Bluff City Law Exposes Corrupt General on Veteran’s Day

November 11th, 2019 11:55 PM

It was general versus general this Veteran’s Day on NBC’s Bluff City Law.

After a malfunctioning GPS product kills several soldiers in misdirected airstrikes, Elijah Strait’s former mistress Gen. Virginia Howe seeks Strait and Associates help to expose the faulty product before it claims more lives.

General Howe and another officer, Lieutenant Aaron Shepherd have both experienced the GPS malfunction that cost military lives. They fear that the impending wider rollout of the GPS prototype from Nomatis Industries will claim many more. When Shepherd’s testimony appears insufficient to win the case, Howe risks her career by offering to testify.

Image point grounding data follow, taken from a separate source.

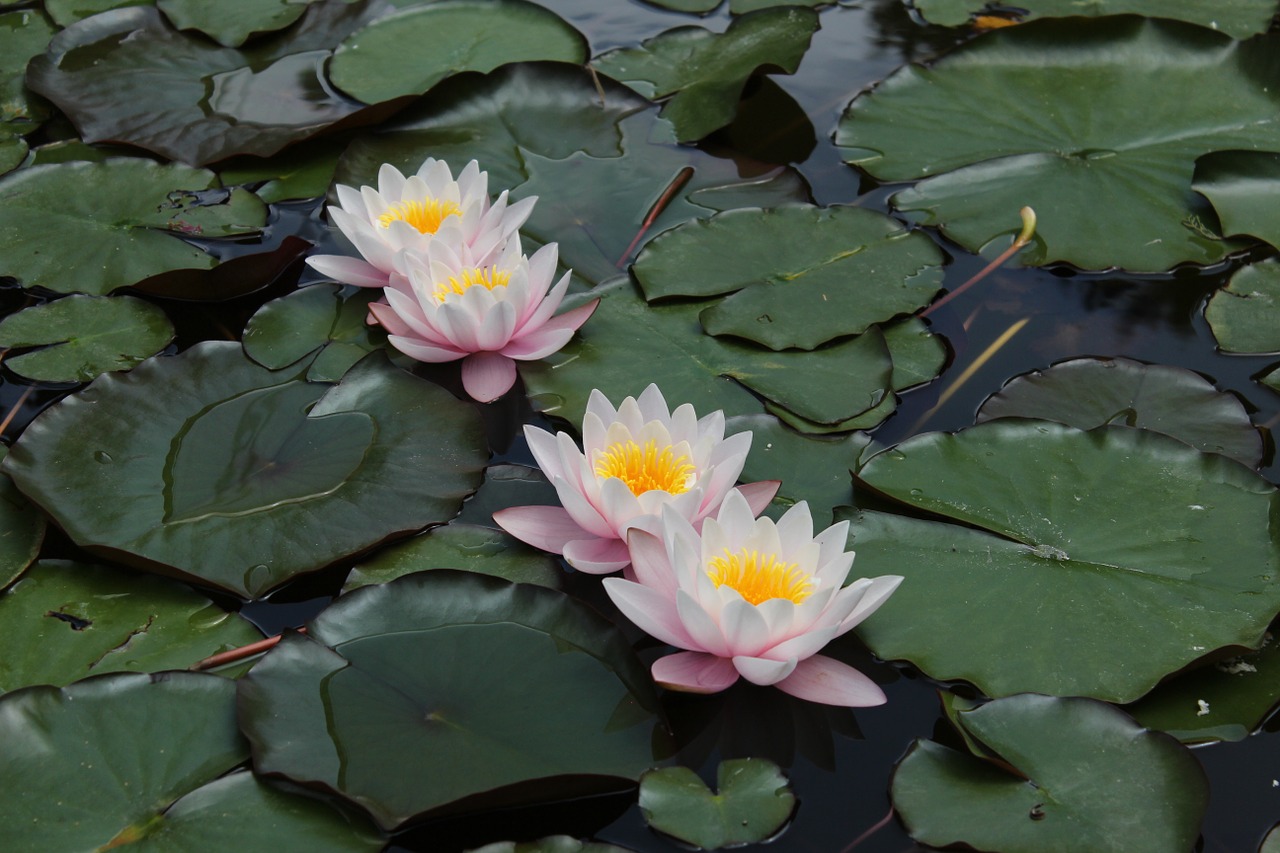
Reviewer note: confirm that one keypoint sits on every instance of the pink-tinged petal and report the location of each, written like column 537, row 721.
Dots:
column 598, row 556
column 758, row 495
column 424, row 351
column 762, row 671
column 649, row 610
column 488, row 375
column 694, row 673
column 543, row 527
column 348, row 270
column 827, row 680
column 650, row 564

Elijah and Sydney smell a cover up, especially when a room full of top brass and a Department of Defense (DOD) attorney show up to get the case dismissed for national security reasons before it even takes place.

Judge Abe Taggard caves to the DOD, but Sydney and her half-brother Emerson (Howe’s son) keep looking for a way to pursue it. They find proof that General Ardmore, the very general who got the case dismissed on national security grounds, owns a 7 percent stake in Nomatis Industries.

Armed with that information, the Straits convince Judge Taggard to hear testimony. In a closed court, Sydney gets Ardmore on the stand and confronts him with his stock ownership in Nomatis and his “shell company” that helped conceal what would be perceived by many as a conflict of interest.

 

 

She also asks him about the times he abruptly sold his stock, pointing out that the dates correspond with the two GPS malfunctions Howe and Shepherd experienced.

The DOD attorney requests to see the judge in chambers without Ardmore present, and after returning to the courtroom she tells Howe and Shepherd that the Secretary of Defense is having all the Nomatis GPS units recalled and the rollout suspended until malfunctions are fixed. Elijah adds that General Ardmore was also put on leave pending an investigation into his actions.